Did you try using SQL Profiler to start a trace to see if there is any difference in what the Linux and FreeBSD machine is sending to the SQL server.

Is there anything between the FreeBSD and SQL server that isn't present in the Linux machine route?

I don't see anything wrong with the code itself.


----------



## ph0enix (Jun 16, 2009)

Unfortunately it's a production SQL server and I can't run the profiler on it since it's a resource hog. 

Could you explain this part?



			
				roddierod said:
			
		

> Is there anything between the FreeBSD and SQL server that isn't present in the Linux machine route?

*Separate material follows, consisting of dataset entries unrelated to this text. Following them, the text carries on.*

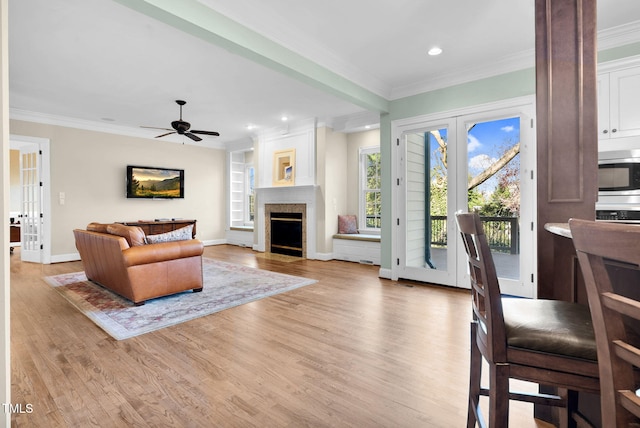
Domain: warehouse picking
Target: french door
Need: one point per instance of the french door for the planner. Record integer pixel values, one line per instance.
(478, 161)
(31, 220)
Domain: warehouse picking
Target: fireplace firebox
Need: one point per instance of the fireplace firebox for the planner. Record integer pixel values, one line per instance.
(286, 233)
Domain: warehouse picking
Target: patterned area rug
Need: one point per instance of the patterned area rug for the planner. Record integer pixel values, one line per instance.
(225, 285)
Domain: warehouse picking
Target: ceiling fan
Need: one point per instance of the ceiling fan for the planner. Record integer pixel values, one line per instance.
(183, 128)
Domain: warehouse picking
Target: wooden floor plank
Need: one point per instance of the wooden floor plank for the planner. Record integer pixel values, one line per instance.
(351, 350)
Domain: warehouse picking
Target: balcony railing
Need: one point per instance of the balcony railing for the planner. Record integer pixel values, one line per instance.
(503, 233)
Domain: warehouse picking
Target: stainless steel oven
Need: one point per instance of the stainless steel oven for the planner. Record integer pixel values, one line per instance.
(619, 186)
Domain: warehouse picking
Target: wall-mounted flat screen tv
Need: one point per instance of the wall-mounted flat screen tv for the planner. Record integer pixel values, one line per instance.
(154, 183)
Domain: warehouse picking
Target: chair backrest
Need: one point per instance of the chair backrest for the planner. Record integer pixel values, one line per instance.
(485, 289)
(609, 255)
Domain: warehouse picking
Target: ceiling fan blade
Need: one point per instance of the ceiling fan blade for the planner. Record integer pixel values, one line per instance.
(193, 137)
(214, 133)
(164, 135)
(154, 127)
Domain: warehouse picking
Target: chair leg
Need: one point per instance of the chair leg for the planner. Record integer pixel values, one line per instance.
(498, 395)
(475, 373)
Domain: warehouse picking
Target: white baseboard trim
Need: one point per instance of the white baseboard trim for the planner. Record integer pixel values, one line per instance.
(385, 273)
(63, 258)
(210, 242)
(324, 256)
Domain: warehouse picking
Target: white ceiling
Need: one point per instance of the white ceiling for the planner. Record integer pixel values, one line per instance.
(99, 63)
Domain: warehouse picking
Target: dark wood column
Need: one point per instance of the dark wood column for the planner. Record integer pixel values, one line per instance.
(567, 147)
(567, 138)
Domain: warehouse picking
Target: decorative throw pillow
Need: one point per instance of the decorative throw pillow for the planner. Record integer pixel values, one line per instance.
(182, 234)
(133, 234)
(347, 224)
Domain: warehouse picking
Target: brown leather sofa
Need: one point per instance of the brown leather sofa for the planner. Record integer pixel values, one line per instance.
(118, 258)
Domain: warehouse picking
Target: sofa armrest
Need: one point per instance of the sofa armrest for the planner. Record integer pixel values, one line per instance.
(153, 253)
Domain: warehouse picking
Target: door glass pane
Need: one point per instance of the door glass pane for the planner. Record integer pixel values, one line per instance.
(426, 187)
(493, 150)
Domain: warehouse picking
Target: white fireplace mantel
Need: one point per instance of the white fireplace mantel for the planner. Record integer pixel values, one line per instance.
(288, 195)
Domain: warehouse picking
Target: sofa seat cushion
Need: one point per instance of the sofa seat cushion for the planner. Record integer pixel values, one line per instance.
(182, 234)
(98, 227)
(133, 234)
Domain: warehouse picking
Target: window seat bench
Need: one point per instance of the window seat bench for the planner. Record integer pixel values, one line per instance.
(357, 247)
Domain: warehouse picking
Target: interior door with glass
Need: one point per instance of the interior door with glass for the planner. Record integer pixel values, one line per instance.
(500, 187)
(475, 162)
(31, 221)
(425, 253)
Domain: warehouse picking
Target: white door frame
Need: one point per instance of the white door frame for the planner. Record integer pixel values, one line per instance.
(16, 141)
(400, 126)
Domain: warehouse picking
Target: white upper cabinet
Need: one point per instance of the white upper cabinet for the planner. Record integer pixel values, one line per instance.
(619, 103)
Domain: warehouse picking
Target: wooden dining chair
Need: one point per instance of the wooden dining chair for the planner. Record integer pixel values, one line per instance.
(548, 342)
(609, 256)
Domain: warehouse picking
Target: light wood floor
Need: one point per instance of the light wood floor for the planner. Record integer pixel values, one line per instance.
(352, 350)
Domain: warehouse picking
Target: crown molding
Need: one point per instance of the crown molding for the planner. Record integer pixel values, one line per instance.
(107, 128)
(607, 39)
(619, 36)
(515, 62)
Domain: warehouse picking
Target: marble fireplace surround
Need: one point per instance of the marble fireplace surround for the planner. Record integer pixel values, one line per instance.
(293, 199)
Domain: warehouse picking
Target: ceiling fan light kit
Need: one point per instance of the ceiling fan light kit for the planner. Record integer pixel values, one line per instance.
(181, 127)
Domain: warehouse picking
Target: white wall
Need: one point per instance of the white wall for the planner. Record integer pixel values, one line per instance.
(332, 179)
(89, 167)
(302, 138)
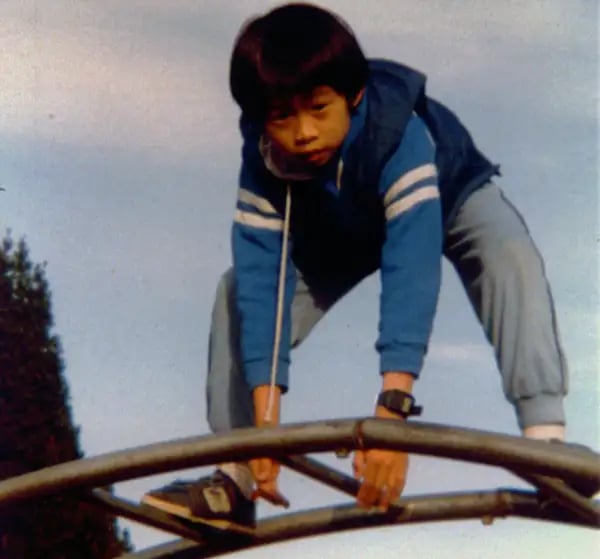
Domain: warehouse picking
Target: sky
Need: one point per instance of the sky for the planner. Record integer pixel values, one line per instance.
(119, 154)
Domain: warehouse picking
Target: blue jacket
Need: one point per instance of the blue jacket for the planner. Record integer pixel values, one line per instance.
(404, 169)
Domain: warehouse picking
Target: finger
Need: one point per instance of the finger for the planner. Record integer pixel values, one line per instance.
(398, 481)
(382, 480)
(358, 464)
(367, 494)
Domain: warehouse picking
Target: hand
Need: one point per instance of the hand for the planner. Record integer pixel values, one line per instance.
(545, 432)
(382, 474)
(266, 472)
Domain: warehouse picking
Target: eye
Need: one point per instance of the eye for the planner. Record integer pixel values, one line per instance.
(279, 114)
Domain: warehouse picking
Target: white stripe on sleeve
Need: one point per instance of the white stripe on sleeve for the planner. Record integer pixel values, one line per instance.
(409, 179)
(410, 201)
(258, 221)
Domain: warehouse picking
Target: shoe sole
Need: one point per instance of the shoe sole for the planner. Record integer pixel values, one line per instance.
(183, 512)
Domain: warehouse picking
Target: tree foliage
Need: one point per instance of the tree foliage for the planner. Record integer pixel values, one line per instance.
(36, 428)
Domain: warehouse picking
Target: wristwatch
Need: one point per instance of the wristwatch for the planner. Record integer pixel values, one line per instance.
(399, 402)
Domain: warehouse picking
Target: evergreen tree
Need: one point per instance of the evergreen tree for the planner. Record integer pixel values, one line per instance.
(36, 428)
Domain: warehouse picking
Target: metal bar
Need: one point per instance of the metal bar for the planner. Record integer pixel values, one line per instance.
(320, 472)
(142, 514)
(566, 496)
(459, 506)
(516, 453)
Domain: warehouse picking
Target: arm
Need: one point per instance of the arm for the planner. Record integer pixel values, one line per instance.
(410, 276)
(411, 256)
(256, 247)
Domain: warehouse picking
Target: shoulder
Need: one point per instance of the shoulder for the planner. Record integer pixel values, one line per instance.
(415, 151)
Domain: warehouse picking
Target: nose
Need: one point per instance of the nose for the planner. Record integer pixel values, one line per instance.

Are we talking about the IP routing table? If so, I'm able to telnet into port 1433 on the SQL server from both, the Linux and the FreeBSD systems.

Thanks! 

J.


----------



## roddierod (Jun 16, 2009)

ph0enix said:
			
		

> Are we talking about the IP routing table? If so, I'm able to telnet into port 1433 on the SQL server from both, the Linux and the FreeBSD systems.



I was wondering if maybe it was a firewall issue not letting the FreeBSD machine have access to the SQL port. But since you can telnet that would seem to rule that out.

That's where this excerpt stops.